Cold, eh? I knew that. We’re thinking about stopping over to Pluto for a brief engagement, maybe four or five shows, back to back. Which sounds shorter than it is. See, if we play consecutive days, it will take something like a month, because each Plutonian day is worth more than 6 Earth days. (See … Mitch told me that, too. HE knows all aBOUT Pluto.) We’re going to try out a few of our Ned Trek songs and see if the Plutonians start throwing frozen methane at us. (Not much more to put your hands on out there, frankly.)

Well, be that as it may. We’re posting a new, old episode of Ned Trek. That’s my news.

Bam boom.

What are you going to do, play on garbage cans? That works for some songs, but how long can it possibly hold up? We need a more permanent solution to our problem. (Did I say that?)

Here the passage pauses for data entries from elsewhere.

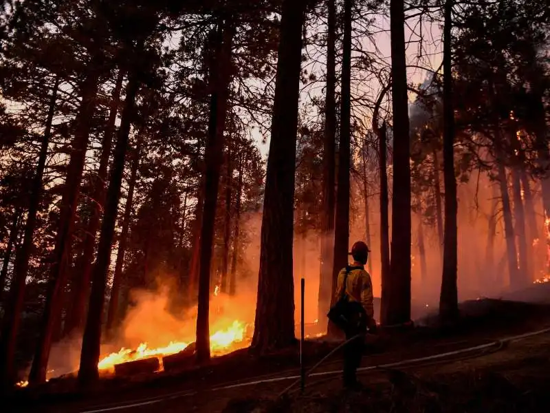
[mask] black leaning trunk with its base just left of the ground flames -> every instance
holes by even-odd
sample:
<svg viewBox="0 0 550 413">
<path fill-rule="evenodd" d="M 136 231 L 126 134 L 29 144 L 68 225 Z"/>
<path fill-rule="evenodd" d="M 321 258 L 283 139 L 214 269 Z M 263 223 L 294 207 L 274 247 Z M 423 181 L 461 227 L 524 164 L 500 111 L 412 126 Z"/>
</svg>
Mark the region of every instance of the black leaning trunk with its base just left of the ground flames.
<svg viewBox="0 0 550 413">
<path fill-rule="evenodd" d="M 143 47 L 138 45 L 138 51 Z M 124 158 L 128 149 L 131 121 L 134 116 L 135 96 L 140 88 L 139 72 L 135 69 L 126 85 L 126 99 L 120 122 L 120 129 L 115 145 L 113 167 L 107 189 L 105 214 L 101 224 L 101 233 L 98 245 L 98 256 L 94 265 L 88 316 L 84 330 L 82 352 L 80 352 L 80 369 L 78 380 L 87 384 L 98 379 L 98 362 L 100 357 L 101 326 L 105 301 L 105 289 L 107 288 L 107 274 L 111 262 L 111 247 L 115 233 L 115 222 L 118 213 L 118 201 L 120 200 L 120 187 L 124 173 Z"/>
</svg>

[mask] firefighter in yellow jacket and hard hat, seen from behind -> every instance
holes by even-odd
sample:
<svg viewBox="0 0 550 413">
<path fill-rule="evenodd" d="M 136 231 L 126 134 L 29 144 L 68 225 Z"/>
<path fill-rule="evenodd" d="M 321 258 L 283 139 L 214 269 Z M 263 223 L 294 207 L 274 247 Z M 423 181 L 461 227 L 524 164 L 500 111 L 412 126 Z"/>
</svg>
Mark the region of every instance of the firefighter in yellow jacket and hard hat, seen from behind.
<svg viewBox="0 0 550 413">
<path fill-rule="evenodd" d="M 344 332 L 346 340 L 351 340 L 344 346 L 344 387 L 357 389 L 360 383 L 357 381 L 356 373 L 361 364 L 362 353 L 364 349 L 364 334 L 367 328 L 375 330 L 376 322 L 374 320 L 373 306 L 373 283 L 371 275 L 365 271 L 364 266 L 369 258 L 369 247 L 362 241 L 355 242 L 351 248 L 351 257 L 353 264 L 342 268 L 338 274 L 338 287 L 336 288 L 336 297 L 347 295 L 349 301 L 356 301 L 361 304 L 360 308 L 364 310 L 364 322 L 347 328 Z M 346 274 L 347 273 L 347 274 Z M 346 285 L 344 286 L 344 279 Z"/>
</svg>

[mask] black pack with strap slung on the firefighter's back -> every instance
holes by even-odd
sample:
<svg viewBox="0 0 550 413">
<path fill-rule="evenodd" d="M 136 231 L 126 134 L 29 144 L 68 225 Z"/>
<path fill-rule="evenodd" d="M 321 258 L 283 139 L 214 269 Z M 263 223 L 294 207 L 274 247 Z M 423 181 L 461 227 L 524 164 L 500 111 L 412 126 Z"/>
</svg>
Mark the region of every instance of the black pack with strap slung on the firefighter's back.
<svg viewBox="0 0 550 413">
<path fill-rule="evenodd" d="M 358 301 L 351 301 L 346 294 L 349 272 L 355 268 L 358 267 L 351 268 L 350 266 L 346 266 L 342 295 L 327 314 L 329 320 L 344 332 L 360 331 L 366 329 L 367 325 L 366 311 L 361 303 Z"/>
</svg>

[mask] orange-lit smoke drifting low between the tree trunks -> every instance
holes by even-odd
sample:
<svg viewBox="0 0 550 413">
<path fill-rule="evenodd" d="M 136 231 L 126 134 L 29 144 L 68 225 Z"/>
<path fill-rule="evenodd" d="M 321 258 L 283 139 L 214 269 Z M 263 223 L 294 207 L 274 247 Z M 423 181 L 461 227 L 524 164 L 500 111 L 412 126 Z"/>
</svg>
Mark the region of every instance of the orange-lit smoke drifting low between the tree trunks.
<svg viewBox="0 0 550 413">
<path fill-rule="evenodd" d="M 458 286 L 459 299 L 500 297 L 509 290 L 505 232 L 502 208 L 495 209 L 498 191 L 492 182 L 481 175 L 478 181 L 461 183 L 458 187 Z M 533 188 L 533 192 L 536 188 Z M 357 240 L 366 241 L 364 206 L 351 215 L 349 246 Z M 380 205 L 376 197 L 369 198 L 370 239 L 373 251 L 369 256 L 375 297 L 380 297 Z M 496 211 L 496 229 L 490 231 L 489 217 Z M 392 211 L 390 211 L 390 214 Z M 444 217 L 444 211 L 441 211 Z M 533 263 L 533 279 L 544 271 L 546 253 L 544 213 L 540 202 L 535 205 L 538 242 L 527 240 L 529 260 Z M 390 215 L 391 216 L 391 215 Z M 391 220 L 390 220 L 391 223 Z M 422 221 L 425 253 L 419 249 L 419 215 L 412 213 L 412 312 L 419 319 L 437 309 L 442 274 L 442 247 L 437 225 Z M 220 294 L 210 301 L 210 334 L 231 326 L 234 321 L 254 323 L 256 290 L 261 246 L 261 213 L 241 217 L 241 257 L 237 265 L 236 295 Z M 391 228 L 390 228 L 391 235 Z M 543 256 L 544 255 L 544 256 Z M 491 258 L 492 257 L 492 262 Z M 423 265 L 425 262 L 425 266 Z M 296 234 L 294 237 L 294 302 L 295 320 L 300 323 L 300 279 L 305 279 L 305 323 L 318 319 L 318 290 L 320 278 L 320 235 L 318 231 Z M 120 348 L 136 348 L 147 343 L 149 348 L 167 346 L 170 342 L 195 341 L 197 308 L 179 310 L 170 308 L 173 286 L 170 275 L 164 275 L 155 290 L 133 290 L 133 306 L 126 312 L 118 337 L 102 343 L 101 354 L 117 352 Z M 375 315 L 376 317 L 377 315 Z M 324 326 L 326 319 L 318 320 Z M 248 331 L 251 334 L 252 328 Z M 50 357 L 50 375 L 57 376 L 78 369 L 80 338 L 67 338 L 56 343 Z"/>
</svg>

squxOkay, so … this will come as no surprise to any long time followers of Big Green, but we make recordings using technology roughly equivalent to stone knives and bear skins, as the late Leonard Nimoy once put it. (My guess is that he had 1000 times the resources when he cut “Mr. Spock’s Songs from Outer Space,” but I digress.) We are plagued by technical glitches and the spotty performance of superannuated recording equipment, including a first generation digital workstation with no practical means of exporting song data or sound files (namely a Roland VS-2480 from the year 2001). It is choked with projects and ready to keel over.

Now, don’t get me wrong … we have invested in newer technology. Mitch picked up a new blender last week. Great for daiquiris (I hate daiquiris!) and it makes a nice whine on high. Marvin (my personal robot assistant) installed a new oscillator the other day. THAT cost a packet. Seems like when it comes around to music gear, the well runs dry. Not freaking fair, I say. But then, I’m liable to say anything by this point in the day, or perhaps just build sentences using words that Android suggests (Android:) the same time as the most important …

Yeah, see? This machine doesn’t know how to make sense. Give me a rudimentary non-verbal robot assistant any day. Still, with our grueling production schedule – 20 songs a year, sometimes 50, sometimes umpteen thousand – we need to come up with a way of plugging these suckers together, like widgets on an assembly line. I’m sure this is the type of problem all songwriting teams have encountered since the beginning of recorded music. The difference between them and us is, well, we’re not paid. But it’s the mission that matters! Huzzah!

What is our mission again? Oh, right. Finish the songs.